There are many different approaches and programs avialable to align protein structure. Some of these are web-based, others have active discussion groups one can ask for help, in case one is stuck.

Exercise2:

ATPase subunits

Objective:
Have at least a rough understanding of the content of a protein data bank file.  
Save individual subunits into distinct pdb files
Align structures of divergent proteins
Align structures of a catalytic subunit during the catalytic cycle. 

Go to the protein databank, download the file 1bmf.  This protein is the head group of the beef-heart mitochondrial ATP synthase. 

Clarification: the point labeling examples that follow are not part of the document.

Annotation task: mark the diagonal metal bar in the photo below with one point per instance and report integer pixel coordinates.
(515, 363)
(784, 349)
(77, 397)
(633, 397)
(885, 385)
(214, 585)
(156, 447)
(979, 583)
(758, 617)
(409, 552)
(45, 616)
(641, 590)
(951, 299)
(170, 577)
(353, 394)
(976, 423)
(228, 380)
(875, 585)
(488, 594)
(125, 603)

Open the file 1bmf.pdb in a texteditor (notepad+ or wordpad).  [You could also use the file that chimera saves in the download folder, if you use the fetch by ID command].  Scroll down the file, notice of the journal citation, and in line 294 ff, take a note of which chain (A,B,C,D,E,F, and G) corresponds to which subunits.  Both the alpha and beta subunits have an ATP binding site.  The abbreviations E(mpty), DP (diphosphate), and TP (triphosphate) refer to the occupation of the beta subunit. 
Which chains correspond to alphaE, alphaDP, alpha TP, betaE, beta DP, beta TP?

Your answer --->

The ATP synthase (aka as proton pumping ATPase) consists of ring of proteolipids that are integrated into the membrane, a head group (which is the structure in 1bmf), and a stator that keep the non-rotating parts fixed.  The head group known as F1 portion of 6 ATP binding subunits (3 alpha and 3 beta subunits).  The beta subunits bind and hydrolyze ATP, if the enzyme works as a proton pumping ATPase.  These catalytic subunits rotate the central gamma subunit.  In the intact enzyme, the gamma subunit is linked to the proteolipids, which than rotate relative to the stator.  When they pass the stator the proteolipids (proteins that behave like a lipid, but they do NOT contain a lipid) they undergo a motion that moves a glutamate or aspartate residue into a different environment, where is picks up or dissociated a proton.

Why is the ATPsynthase important?  Make a guess as to how much ATP are synthesized in the human body per day. 

Your answer --->

How is ATP synthesis coupled to the electron transport chain? 

Your answer --->

The beta and alpha subunit evolved from a very ancient gene duplication (this duplication had already occurred in the common ancestor of Bacteria, Archaea, and the eukaryotic nucleocytoplasm); this duplication had already occurred over 3.5 billion years ago.  This means that the two subunit types (alpha and beta) evolved as separate subunits for over 7 billion years.   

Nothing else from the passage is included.